Okay, I got myself a '71 Porsche 914 today. There are none for sale in the immediate vicinity of San Luis Obispo, so I found one for sale up near Monterey (2 hour drive), by a guy I'll call "Bob." I knew Bob was going to be a problem as soon as I called and asked if the car was still for sale.
"Is it a convertible?", I asked.
"What do you want a Porsche 914 for if you don't know what it is?", was his friendly reply. Apparently, all of them are convertibles, which I didn't realize. "I just couldn't tell from the picture if it has the 'Targa top'", I said, trying to redeem myself.

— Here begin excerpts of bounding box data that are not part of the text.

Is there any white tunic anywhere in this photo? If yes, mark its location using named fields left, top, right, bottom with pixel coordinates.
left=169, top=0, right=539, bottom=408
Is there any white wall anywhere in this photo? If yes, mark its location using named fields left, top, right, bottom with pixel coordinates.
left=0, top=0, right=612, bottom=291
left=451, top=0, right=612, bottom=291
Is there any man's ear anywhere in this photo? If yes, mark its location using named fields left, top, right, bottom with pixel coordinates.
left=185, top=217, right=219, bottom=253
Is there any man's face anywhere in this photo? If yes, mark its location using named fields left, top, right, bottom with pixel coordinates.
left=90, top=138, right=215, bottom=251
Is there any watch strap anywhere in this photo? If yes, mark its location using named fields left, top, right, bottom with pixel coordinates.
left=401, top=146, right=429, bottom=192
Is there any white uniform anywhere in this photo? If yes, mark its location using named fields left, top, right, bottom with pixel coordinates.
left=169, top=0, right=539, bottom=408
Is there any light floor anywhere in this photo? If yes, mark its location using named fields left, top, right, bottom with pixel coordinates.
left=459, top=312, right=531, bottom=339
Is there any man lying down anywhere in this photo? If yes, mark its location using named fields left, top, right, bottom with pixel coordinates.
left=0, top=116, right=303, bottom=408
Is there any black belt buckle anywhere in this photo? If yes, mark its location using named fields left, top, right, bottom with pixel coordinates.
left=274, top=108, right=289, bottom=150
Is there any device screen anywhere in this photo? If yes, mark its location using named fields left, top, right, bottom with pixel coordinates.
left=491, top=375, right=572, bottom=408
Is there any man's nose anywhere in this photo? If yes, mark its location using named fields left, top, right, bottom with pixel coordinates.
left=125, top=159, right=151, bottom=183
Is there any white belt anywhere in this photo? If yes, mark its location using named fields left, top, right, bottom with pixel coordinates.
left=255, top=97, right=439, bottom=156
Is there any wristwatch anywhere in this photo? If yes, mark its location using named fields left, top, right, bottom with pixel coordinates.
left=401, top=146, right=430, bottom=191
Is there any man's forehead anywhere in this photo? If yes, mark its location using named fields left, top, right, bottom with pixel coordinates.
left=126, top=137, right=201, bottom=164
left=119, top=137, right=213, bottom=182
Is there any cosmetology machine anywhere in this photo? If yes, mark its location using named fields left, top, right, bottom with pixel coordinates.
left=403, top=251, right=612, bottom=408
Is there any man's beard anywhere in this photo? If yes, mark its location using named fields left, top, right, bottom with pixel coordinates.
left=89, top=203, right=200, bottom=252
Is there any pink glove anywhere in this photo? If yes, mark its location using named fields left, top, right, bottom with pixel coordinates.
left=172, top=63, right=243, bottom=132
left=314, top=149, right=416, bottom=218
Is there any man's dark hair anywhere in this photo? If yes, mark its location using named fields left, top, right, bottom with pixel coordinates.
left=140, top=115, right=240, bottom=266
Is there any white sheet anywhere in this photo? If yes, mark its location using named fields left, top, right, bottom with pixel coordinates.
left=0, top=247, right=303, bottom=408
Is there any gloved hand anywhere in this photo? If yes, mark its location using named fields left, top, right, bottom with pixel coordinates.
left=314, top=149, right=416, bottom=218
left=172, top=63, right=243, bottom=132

"It's pronounced 'Talga', he said through a heavy East Coast accent which made it unclear what the correct pronunciation was. He then claimed he couldn't hear me well on his cell phone and I told him I would call him Friday when I got close to town.
I decided that I would not tell him about my plan to convert it to an electric car, since I was sure by our intitial call that he would not approve. This guy really had a thing for Porsches and would probably think it a sacrilege to pull out the combustion engine. Porsche 914's, by the way, have similar engines to VW's and use a lot of the same parts, so they aren't really high performance sports cars. Nevertheless, they apparently are quite fast.
I called Bob when we were about 45 minutes away and he told me he wouldn't be available for an hour and a half. My wife and I then stopped for a pleasant cup of coffee at a local cafe and waited the extra 45 minutes.
The area where Bob owned a body shop and kept his car was a heavy industrial area, crowded with large, cumbersome trucks. We pulled in and Bob came out with a spool of wire. He was trying to get the car door open.
"Sorry, you won't be able to ride the car today, he said."
"What do you mean? I drove two hours to see this car."
"I thought you were on the way up here anyway."
I had forgotten that I acted as if I was just passing through in order to seem not so desperate when I called.
"Well, we had planned to stop in Carmel if the sale didn't work out, I said (partially truthfully)."
Bob showed me the ignition key, which had perilous crack in it. If we put it in the ignition or door lock, it would likely snap. Bob then proceeded to tell me why I shouldn't buy an old Porsche like this.
"The clutch is a pain. First gear is annoying. The seats have very little padding. It sits really low to the ground. They require a lot of maintenance..." etc. He did not seem to want me to buy his car. It was bizarre, really. He let me test drive another Porsche 914 (not for sale) to get an idea of how they ride as he continued to try and get the door open. My wife spoke with him as I went out for a ride that largely involved me sitting behind huge trucks, blocking me while letting other huge trucks pull onto the road. I got back and he had the door open and my wife seemed to have softened him up a bit. In the meantime, he sent one of the many Mexican employees to a locksmith to try and get a duplicate of the bad key. The way he was treating some of his employees led me to believe that they were probably all illegal aliens, since I can't imagine anyone else taking the abuse he seemed to dish out.
We then stood around waiting for his employee to return. When he did, we were informed that all of the locksmiths had closed early for Good Friday. Bob called around and found one on the outskirts of town and sent his employee back out. He returned finally with duplicate key and we tried to turn the ignition... No luck. The key didn't fit. I couldn't believe that I was going to have to drive all the way back with nothing.
Bob then suggested that he drill out the ignition. After some rumbling in back of his office, he came back with a drill and various tools. He drilled a hole and pulled out the ignition. We could then start it with a screwdriver. I finally took it out for a quick test ride, still dodging the trucks. He was right, first gear was a nuisance. The car was in very good shape otherwise - no rust, fresh paint, good tires and decent brakes, so I told him I would take it.
"I'm firm on the $3,700," he said.
"Fine. As long as you include a screwdriver." He then agreed to drop it to $3,600 due to the ignition being removed.
"But I can't let you have that screwdriver."
"That's my 'new employee' screwdriver. I'm kind of hard to work for, he said, so I go through a lot of employees and they all start with this screwdriver." At least he knew his limitations, I thought.
Finally, we made the deal... I drove off with my wife following behind and it was a nice ride, going 80 mph - smooth. It'll be a shame to pull out the engine, but the deed will have to be done.
I'll wash it this weekend and post some pics.